Burton had a wife now, named Ludmilla—his second—whose father was of the Virginia planter aristocracy, and it was undoubtedly she who actually wanted the box for the opera season. January had the impression Burton himself didn’t know Othello from Punchinello and didn’t care.
But Americans were full of surprises. He’d learned that much from Shaw.

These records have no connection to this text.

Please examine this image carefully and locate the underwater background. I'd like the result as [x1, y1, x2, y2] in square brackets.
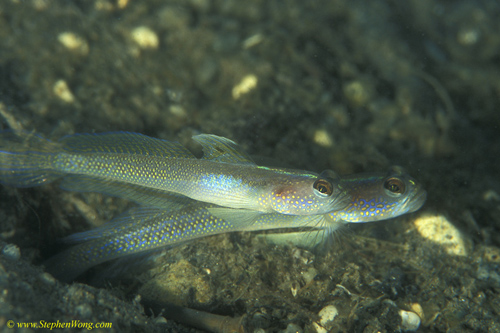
[0, 0, 500, 332]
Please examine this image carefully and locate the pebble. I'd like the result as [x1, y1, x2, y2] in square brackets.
[52, 80, 75, 103]
[232, 74, 258, 99]
[415, 215, 471, 256]
[57, 32, 89, 55]
[131, 26, 160, 49]
[313, 305, 339, 333]
[2, 244, 21, 261]
[399, 310, 421, 331]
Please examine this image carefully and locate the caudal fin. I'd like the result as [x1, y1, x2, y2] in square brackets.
[0, 131, 61, 187]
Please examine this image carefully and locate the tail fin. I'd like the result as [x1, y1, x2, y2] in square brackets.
[0, 131, 61, 187]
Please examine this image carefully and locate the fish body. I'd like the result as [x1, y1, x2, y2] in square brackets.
[46, 167, 426, 281]
[327, 166, 427, 223]
[0, 132, 347, 215]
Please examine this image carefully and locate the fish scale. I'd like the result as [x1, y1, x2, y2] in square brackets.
[0, 132, 347, 215]
[45, 167, 427, 281]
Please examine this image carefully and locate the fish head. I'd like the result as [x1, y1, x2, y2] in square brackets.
[329, 166, 427, 223]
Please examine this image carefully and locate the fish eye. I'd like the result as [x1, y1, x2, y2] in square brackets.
[384, 177, 405, 194]
[313, 178, 333, 196]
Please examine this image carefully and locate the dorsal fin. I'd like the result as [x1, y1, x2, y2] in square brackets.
[193, 134, 255, 164]
[60, 132, 194, 158]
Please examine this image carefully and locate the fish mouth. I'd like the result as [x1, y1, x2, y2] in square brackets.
[408, 188, 427, 213]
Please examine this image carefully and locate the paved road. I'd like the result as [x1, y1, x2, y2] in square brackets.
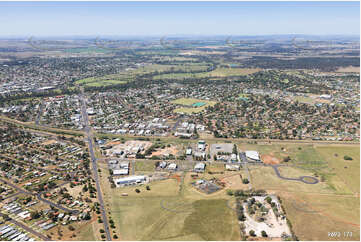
[0, 213, 51, 241]
[80, 89, 112, 241]
[35, 99, 45, 125]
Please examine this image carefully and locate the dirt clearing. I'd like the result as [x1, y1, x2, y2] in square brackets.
[261, 155, 280, 165]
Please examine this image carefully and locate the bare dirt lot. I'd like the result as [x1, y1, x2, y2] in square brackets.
[261, 154, 280, 165]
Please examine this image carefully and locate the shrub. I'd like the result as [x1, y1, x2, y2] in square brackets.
[227, 190, 233, 196]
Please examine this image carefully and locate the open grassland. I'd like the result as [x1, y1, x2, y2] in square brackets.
[172, 98, 217, 113]
[280, 193, 360, 241]
[316, 146, 360, 193]
[239, 144, 360, 240]
[75, 63, 208, 87]
[103, 179, 239, 240]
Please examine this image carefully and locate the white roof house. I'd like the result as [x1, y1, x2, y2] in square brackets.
[226, 164, 240, 171]
[114, 176, 146, 185]
[168, 163, 177, 171]
[245, 150, 260, 161]
[194, 162, 206, 172]
[186, 148, 192, 155]
[113, 169, 129, 176]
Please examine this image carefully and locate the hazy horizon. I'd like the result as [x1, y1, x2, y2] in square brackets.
[0, 2, 360, 38]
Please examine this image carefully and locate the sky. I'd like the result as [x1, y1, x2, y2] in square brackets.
[0, 2, 360, 36]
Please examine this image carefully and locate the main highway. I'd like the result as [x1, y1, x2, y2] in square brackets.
[80, 89, 112, 241]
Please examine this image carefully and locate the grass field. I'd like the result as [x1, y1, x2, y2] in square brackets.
[75, 63, 208, 87]
[315, 146, 360, 193]
[103, 179, 239, 240]
[172, 98, 216, 113]
[95, 142, 360, 240]
[242, 144, 360, 240]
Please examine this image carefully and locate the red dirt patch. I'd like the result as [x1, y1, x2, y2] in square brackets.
[261, 155, 280, 165]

Young Harry Fry was quite frankly gazing at a sweet-faced Cuban girl named Felina with his heart in his eyes. January recalled hearing someone—his mother? Uncle Bichet?—mention the young man’s interests in brokering sugar and cotton crops as well as transporting them; in buying furs from the trappers in the mountains of Mexican territory. Anything to turn a dollar. Son of a Boston banker, Fry had been sent here to claim a share of the enormous revenues pouring into the city. With the breakup of the old Spanish Empire, money and precious metals that had previously gone straight to Spain were up for grabs. Legally or illegally, they were coming through New Orleans from Mexico, from Cuba, from the new nations of New Grenada, and it was through New Orleans that guns and supplies had gone to Bolívar, Guerrero, Iturbide. January had seen young Fry at a dozen American parties and as many or more of the Blue Ribbon Balls—the quadroon balls—at the Salle d’Orleans, alternating his polite dancing or wholehearted pursuit of the free colored demimonde with serious-faced conversation among the businessmen of the town.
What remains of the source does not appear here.